Harris Kenny and I have a column in tomorrow's Wall Street Journal:
We often hear that America's infrastructure is crumbling, but did you know that tens and possibly hundreds of billions of dollars in private infrastructure funds are waiting to be spent? It's money that Chicago Mayor—and Democratic Party powerhouse—Rahm Emanuel has spotted, rightly calling it "a tool here that takes some of the pressure off taxpayers."
In April, the Chicago City Council overwhelmingly approved Mr. Emanuel's $7 billion program to "rebuild Chicago" by constructing two new runways at O'Hare Airport; replacing 900 miles of water pipes and 750 miles of the sewer system; creating special routes for rapid bus transit; modernizing schools, transit stations and city buildings; and building 12 new parks and 20 playgrounds.
To pay for these projects, Mr. Emanuel is turning in part to private firms including Citibank and Citi Infrastructure Investors, Macquarie Infrastructure and Real Assets Inc., J.P. Morgan Asset Management Infrastructure Investment Group, and union-held Ullico. These firms say they are ready to provide at least $1.7 billion to help build the "new Chicago." (Though the details are not yet set, the likely arrangement would have the private firms putting up capital and then recouping their investments through user fees over a set period of years or decades.)
"This model of private financing for public infrastructure is happening all over the world, but not here in America," said Mr. Emanuel, who served from 2009-10 as President Obama's chief of staff. "I can't get from here to there on the old model—it's broken."
There are decades of major public-private partnership success stories in the United Kingdom, France, Italy, Spain and elsewhere. The Reason Foundation's Annual Privatization Report finds that partly or fully privatized airports—such as Heathrow and Stansted in London, and Leonardo da Vinci-Fiumicino Airport in Rome, which make money from airlines and especially from passengers in stores, parking lots and the like—handled 48% of European air travel passengers in 2011. That's one reason Chicago is considering privatization plans for Midway Airport (which would ultimately require approval from the Federal Aviation Administration).
Mr. Emanuel's new infrastructure plan is bolstered by the privatization success he's already experienced in Chicago. Last summer he launched a large-scale competitive bidding process in which two companies compete with each other—and head-to-head with city workers—to provide cheaper curbside recycling for Chicagoans.

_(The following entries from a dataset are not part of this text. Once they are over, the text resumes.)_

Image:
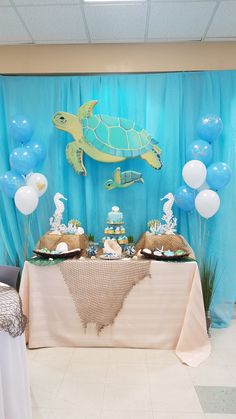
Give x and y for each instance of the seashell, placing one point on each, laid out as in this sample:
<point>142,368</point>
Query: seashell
<point>148,251</point>
<point>168,253</point>
<point>157,253</point>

The competition forced government workers to find better ways to do their jobs, and Chicago reported reducing costs by $2 million in the first six months alone. "The City's crews have worked to close the gap between the private haulers' $2.70 price per cart by reducing their costs by 35 percent from $4.77 to $3.28 per cart," the city government reported in April.
Also privatized by Mr. Emanuel: Chicago's water-bill call center, airport and library custodial services, and the city-worker benefits-management system. Hiring private companies that could manage these services at lower costs led the city to lay off over 600 employees, so the mayor came under predictable fire from government unions. "My duty as mayor is to protect our city's taxpayers and be their voice—not to protect the city's payroll," he responded.
Mr. Emanuel is doing what sensible leaders do: focusing resources on the core functions of government and using competition to lower costs on the rest. When government agencies are forced to compete with the private sector, it saves taxpayers money and makes government more responsive to its customers. Performance-based contracts that set clear standards ensure that high-quality services are delivered by private firms that are held accountable.
Other prominent Democrats are joining Mr. Emanuel in embracing privatization or nonprofit funding for the countless nonessential services that drain city coffers.